Understanding the Three Principles leads to mental well-being and allows for it to be sustained and strengthened throughout our lifetime. The Principles explain a universal fact: we all use the power of Mind to create our own Thought, and Consciousness enables us to experience our perception of our life as real. Once we recognize that we are the creators of our individual realities, we can navigate life’s ups and downs. Knowing that our feelings are the barometers of the quality of our thinking allows us to turn away from figuring out or fighting our thoughts. Instead we use our feeling states as a guide to whether to take our thinking seriously, or allow it to pass. The Principles explain that the power to think is the power to live the life we want. We know to quiet our minds and look towards positive feelings.
Sydney Banks always told people, “Just be you. Just be ordinary.” Many people thought he was advising mediocrity. But he was not.
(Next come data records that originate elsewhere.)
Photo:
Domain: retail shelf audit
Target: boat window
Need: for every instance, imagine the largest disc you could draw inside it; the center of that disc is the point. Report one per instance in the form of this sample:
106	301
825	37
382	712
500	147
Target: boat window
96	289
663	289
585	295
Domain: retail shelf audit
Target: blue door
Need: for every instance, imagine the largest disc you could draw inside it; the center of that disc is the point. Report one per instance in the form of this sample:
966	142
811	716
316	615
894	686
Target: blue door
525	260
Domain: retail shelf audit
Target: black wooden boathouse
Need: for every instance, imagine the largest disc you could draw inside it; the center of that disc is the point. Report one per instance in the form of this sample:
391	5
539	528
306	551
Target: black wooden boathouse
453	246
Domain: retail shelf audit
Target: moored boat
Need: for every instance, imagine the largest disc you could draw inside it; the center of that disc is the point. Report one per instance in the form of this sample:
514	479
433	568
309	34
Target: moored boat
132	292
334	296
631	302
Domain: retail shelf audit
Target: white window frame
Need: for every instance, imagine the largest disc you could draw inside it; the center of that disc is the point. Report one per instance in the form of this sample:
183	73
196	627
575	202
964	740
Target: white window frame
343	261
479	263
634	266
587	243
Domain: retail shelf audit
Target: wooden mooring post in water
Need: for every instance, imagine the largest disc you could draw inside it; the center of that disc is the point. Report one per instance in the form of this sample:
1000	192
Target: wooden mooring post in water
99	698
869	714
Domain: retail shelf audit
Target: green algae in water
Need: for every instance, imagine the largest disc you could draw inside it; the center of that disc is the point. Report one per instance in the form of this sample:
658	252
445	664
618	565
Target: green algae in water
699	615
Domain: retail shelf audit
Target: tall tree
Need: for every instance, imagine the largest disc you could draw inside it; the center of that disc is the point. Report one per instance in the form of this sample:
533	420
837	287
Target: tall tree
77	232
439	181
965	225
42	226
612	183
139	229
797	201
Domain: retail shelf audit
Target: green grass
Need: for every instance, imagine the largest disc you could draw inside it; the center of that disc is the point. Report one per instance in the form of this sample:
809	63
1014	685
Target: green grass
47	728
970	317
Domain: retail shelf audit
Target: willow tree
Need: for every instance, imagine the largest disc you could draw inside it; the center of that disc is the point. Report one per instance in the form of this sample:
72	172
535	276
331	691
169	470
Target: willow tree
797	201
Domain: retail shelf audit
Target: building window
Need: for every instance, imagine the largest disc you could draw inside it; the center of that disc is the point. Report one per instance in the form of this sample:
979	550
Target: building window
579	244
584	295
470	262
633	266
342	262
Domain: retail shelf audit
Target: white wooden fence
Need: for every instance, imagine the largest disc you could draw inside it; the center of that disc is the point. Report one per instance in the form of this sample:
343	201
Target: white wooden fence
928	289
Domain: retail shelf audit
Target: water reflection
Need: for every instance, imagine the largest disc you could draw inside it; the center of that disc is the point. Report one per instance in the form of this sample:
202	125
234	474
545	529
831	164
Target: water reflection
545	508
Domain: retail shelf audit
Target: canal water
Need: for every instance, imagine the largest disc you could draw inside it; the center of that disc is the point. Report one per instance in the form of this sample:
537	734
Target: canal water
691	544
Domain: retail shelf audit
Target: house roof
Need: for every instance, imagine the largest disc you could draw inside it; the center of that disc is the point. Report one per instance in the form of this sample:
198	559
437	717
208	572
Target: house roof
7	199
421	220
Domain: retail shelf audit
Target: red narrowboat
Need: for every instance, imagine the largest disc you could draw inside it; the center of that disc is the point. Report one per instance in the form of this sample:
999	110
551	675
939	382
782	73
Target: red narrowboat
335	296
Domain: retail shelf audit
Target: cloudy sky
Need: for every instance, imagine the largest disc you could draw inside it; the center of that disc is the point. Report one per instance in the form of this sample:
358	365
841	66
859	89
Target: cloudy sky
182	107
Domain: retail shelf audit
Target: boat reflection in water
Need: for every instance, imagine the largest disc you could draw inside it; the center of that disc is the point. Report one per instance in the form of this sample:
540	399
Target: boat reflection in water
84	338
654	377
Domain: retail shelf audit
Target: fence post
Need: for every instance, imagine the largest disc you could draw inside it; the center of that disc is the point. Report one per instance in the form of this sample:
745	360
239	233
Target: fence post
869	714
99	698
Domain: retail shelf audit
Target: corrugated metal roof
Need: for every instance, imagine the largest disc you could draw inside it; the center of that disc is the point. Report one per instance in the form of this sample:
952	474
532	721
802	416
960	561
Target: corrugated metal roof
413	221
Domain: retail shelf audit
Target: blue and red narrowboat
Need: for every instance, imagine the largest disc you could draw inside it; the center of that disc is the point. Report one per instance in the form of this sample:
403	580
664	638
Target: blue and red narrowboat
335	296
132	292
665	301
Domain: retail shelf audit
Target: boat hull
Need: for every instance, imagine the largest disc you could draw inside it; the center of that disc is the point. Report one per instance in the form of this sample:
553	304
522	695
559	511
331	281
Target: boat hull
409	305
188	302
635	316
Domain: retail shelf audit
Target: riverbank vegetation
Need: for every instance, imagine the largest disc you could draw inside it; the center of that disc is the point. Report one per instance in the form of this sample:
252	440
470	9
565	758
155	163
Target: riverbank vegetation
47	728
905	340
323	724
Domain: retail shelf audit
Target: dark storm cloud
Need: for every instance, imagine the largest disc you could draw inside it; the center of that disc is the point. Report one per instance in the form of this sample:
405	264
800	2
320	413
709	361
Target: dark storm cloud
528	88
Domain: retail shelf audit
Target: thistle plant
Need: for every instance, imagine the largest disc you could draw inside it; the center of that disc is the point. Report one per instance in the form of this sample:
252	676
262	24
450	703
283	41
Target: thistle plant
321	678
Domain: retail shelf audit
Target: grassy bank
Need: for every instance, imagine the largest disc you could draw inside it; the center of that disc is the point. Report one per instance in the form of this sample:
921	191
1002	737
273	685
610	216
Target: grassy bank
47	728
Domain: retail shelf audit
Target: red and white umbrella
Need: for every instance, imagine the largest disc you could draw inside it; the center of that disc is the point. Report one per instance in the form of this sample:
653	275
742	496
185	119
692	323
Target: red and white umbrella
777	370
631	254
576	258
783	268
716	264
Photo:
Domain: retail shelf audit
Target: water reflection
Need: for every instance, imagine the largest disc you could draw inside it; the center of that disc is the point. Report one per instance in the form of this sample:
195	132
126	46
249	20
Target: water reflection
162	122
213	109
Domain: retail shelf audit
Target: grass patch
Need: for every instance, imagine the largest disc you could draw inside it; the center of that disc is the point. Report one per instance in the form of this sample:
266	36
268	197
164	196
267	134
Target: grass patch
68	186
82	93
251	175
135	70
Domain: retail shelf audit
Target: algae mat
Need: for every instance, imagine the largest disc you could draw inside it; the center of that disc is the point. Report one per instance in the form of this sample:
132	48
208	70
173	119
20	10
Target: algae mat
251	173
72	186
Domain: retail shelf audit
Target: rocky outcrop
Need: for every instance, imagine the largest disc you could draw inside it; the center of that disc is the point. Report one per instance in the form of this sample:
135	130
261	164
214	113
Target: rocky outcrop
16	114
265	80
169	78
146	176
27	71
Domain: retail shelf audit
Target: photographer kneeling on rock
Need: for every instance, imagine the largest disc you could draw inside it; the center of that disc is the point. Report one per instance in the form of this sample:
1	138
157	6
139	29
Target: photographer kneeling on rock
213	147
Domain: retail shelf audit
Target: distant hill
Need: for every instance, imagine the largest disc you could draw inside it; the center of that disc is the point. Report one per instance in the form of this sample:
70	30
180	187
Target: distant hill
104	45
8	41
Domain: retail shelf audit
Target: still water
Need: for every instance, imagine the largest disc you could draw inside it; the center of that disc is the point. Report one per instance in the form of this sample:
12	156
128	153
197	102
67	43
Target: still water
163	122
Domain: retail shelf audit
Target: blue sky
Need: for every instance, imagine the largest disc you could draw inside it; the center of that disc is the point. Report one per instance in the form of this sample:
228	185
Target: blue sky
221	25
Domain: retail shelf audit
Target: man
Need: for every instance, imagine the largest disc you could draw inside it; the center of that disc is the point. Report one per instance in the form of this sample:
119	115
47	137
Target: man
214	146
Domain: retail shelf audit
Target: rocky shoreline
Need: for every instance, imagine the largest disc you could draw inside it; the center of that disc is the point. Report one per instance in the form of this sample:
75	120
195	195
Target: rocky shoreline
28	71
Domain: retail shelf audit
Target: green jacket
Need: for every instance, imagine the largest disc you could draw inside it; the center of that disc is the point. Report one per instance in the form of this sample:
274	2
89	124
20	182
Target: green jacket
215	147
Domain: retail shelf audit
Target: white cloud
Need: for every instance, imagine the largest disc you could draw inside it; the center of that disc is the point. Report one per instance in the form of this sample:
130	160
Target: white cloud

He was advising understanding that each one of us is born with the power to think our way through the life we can imagine; no two people are alike. It doesn’t help us to compare ourselves to others or to aspire to be more like x-person we admire. Just relaxing into our own being and understanding that what we all have in common as human beings is that we are each creating our own separate realities. No one is special; everyone has the same beauty, resiliency, and power to change from within, and infinite potential. Being the ordinary human being we each are is extraordinary.
Most of us got the message growing up that success is an outcome of making and adhering to careful plans. A deeper understanding of how our minds work, of the Principles, leads us to realize that having a direction, or intention, is helpful, but detailed plans keep the intellect busy and judgmental. That holds wisdom at bay. Deep listening, and patience to wait until an action or decision arises from wisdom, take us down unexpected paths towards our destinations, and often protect us from poor choices. We “know” it when when seeing it leaves us feeling settled, secure and confident.